Just read Susan Jacoby’s biography of Robert Ingersoll: America’s eloquent and passionate mid-19th century orator who was a popularizer of science, an early champion of full equal rights for women, an abolitionist, a booster of Thomas Paine, a critic of anti-immigrant policies and religion… a man who was obsessed with justice, a believer in the intrinsic goodness of human nature, and promoter of universal human rights. It’s relatively brief, but if you’d like a quality introduction to one of America’s greatest, I highly recommend this book!
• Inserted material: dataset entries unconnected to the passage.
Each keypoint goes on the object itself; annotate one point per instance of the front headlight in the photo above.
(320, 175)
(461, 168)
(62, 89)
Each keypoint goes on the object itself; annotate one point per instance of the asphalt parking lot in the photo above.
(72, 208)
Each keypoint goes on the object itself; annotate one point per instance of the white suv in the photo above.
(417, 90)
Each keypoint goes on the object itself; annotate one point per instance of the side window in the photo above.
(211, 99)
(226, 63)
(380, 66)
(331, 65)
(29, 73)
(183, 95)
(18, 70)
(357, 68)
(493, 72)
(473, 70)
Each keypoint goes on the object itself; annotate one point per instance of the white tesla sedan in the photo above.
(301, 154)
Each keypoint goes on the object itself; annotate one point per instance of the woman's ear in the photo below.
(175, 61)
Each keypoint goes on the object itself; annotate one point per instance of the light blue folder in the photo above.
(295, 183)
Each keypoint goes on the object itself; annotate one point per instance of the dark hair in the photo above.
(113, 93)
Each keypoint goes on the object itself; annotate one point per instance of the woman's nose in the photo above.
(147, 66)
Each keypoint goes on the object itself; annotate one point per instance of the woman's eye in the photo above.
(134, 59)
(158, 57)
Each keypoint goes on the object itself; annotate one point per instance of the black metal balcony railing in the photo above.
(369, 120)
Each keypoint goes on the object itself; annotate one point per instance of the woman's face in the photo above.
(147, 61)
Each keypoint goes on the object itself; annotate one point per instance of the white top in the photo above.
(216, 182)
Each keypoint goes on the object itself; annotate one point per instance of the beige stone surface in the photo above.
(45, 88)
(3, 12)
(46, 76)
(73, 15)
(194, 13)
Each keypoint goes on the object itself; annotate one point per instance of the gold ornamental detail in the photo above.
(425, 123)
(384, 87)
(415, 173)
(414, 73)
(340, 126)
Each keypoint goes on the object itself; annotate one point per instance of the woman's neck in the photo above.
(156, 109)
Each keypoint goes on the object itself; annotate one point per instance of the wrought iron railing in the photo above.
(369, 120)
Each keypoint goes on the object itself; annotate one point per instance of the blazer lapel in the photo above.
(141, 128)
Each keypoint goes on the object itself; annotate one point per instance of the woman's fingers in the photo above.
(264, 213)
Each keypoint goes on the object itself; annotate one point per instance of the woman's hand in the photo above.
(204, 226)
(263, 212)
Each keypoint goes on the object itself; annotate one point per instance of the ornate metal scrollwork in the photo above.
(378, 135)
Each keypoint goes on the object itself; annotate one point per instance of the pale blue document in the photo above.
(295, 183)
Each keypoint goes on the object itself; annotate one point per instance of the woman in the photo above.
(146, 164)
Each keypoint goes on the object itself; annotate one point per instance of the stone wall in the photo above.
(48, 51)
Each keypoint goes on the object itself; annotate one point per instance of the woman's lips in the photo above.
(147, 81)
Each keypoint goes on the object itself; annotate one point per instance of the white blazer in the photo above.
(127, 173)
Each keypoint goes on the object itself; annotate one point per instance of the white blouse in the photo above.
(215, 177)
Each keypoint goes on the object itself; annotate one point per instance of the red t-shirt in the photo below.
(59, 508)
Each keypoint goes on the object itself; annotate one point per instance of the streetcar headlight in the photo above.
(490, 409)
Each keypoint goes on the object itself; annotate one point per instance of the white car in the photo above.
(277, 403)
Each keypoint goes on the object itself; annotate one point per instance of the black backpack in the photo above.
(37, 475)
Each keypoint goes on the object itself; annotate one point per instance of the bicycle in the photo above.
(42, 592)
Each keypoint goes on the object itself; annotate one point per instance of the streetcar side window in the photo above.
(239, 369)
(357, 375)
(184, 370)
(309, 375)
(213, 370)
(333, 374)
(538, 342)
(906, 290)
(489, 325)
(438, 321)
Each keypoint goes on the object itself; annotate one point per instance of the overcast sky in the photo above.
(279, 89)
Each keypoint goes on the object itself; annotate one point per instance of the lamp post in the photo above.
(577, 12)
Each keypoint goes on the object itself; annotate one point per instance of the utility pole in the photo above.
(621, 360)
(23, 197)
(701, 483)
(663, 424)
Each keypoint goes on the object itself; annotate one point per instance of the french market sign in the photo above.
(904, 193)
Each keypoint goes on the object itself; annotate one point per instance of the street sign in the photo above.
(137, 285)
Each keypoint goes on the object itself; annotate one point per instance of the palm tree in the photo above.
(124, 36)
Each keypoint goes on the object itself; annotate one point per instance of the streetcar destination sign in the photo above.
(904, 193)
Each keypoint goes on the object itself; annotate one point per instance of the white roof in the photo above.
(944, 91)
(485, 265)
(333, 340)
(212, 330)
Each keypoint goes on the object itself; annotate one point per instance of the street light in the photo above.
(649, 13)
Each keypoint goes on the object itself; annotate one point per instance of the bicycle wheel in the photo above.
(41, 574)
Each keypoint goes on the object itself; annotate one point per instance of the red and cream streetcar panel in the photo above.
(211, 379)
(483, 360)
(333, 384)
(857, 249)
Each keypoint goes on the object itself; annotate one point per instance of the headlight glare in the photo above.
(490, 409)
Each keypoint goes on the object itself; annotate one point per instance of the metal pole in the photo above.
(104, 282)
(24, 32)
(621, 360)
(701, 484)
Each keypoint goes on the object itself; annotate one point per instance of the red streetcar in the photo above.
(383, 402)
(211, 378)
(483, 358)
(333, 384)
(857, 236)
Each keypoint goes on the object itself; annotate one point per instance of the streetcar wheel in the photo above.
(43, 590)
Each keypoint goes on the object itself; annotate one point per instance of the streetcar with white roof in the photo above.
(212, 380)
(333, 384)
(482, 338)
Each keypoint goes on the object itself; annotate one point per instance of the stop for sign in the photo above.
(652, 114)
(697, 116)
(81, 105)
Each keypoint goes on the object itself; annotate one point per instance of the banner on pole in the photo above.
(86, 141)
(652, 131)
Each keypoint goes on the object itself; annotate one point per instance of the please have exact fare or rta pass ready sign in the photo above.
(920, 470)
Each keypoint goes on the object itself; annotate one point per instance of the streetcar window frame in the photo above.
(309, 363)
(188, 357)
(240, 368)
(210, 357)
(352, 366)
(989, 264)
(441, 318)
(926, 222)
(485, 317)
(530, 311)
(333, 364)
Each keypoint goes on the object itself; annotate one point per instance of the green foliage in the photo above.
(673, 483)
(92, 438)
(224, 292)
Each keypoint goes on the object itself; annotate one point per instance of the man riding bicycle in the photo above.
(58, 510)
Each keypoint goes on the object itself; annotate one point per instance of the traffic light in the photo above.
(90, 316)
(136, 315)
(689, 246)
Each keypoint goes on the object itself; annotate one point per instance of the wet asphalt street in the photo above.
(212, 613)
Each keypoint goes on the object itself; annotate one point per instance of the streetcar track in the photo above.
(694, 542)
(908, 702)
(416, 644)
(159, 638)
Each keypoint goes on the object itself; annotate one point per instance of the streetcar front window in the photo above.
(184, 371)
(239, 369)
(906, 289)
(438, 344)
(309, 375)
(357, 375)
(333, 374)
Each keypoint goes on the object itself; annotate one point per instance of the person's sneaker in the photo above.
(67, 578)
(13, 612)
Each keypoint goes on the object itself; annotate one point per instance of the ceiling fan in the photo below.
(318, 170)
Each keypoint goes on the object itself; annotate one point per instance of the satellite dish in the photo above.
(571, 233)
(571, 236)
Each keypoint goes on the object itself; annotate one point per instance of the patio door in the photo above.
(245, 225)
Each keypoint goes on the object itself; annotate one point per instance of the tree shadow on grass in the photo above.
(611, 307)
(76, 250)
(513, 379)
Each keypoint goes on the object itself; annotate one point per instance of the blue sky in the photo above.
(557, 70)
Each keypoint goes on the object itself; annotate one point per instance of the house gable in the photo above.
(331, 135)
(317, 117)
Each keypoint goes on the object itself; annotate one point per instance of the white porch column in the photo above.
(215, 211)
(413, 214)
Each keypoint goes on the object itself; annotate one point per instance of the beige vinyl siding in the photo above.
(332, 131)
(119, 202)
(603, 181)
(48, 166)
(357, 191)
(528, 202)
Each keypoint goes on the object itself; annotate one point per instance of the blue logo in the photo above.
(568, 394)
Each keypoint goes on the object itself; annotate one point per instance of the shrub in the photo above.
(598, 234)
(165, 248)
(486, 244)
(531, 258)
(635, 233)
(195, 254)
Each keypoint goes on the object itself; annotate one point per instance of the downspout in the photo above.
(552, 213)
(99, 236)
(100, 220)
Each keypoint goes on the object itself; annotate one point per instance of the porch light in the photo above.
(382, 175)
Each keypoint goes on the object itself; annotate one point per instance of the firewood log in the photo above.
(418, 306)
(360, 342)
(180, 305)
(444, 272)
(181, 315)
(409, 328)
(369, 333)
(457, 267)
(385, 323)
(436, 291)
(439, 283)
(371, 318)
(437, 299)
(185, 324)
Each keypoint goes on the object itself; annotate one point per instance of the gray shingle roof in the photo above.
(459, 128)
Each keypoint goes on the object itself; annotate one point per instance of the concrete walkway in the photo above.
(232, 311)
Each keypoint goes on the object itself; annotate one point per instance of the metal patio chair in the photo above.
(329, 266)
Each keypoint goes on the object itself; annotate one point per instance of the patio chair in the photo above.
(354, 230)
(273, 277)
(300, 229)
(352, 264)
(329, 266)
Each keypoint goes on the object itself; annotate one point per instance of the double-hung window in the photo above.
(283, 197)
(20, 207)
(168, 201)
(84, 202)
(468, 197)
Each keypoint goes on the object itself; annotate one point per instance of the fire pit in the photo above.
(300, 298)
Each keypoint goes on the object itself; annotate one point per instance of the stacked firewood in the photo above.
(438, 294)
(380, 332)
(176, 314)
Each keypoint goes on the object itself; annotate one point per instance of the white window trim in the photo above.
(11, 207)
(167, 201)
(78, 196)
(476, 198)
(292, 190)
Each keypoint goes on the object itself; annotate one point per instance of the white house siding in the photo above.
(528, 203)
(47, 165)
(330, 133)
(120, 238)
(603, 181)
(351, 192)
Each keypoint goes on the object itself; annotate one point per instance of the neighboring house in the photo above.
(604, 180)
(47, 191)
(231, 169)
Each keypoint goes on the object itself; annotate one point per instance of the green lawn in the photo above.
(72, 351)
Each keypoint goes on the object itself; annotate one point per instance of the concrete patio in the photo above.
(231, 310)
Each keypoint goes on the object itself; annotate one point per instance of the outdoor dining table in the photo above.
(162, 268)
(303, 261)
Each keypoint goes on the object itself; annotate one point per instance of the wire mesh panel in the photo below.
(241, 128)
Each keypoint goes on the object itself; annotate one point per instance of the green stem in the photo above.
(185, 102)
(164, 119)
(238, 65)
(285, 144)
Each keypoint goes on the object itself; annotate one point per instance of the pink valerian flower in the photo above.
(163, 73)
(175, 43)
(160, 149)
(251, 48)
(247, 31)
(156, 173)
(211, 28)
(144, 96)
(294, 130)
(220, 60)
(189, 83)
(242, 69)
What’s especially impressive about Ingersoll was that his views on immigration, women’s and immigrant’s rights, and religious liberty (both from and of) were nearly wholly untarnished by the prejudices of his time, unlike many of his contemporaries. For example, even the great Elizabeth Cady Stanton used racist and anti-immigrant rhetoric in her advocacy for women’s rights, and Herbert Spencer used his interpretation of Darwinism to promote eugenicist policies. In contrast, Ingersoll’s commitment to justice ran so deep that he rejected such bigoted ideas, instead promoting Darwin’s own view that human beings, in a state of civilization, thrive precisely because we are cooperative, altruistic, and empathetic, and that the theory of evolution reveals that the human race is one big family.

Jacoby, Susan. The Great Agnostic: Robert Ingersoll and American Freethought. New Naven: Yale University Press, 2013.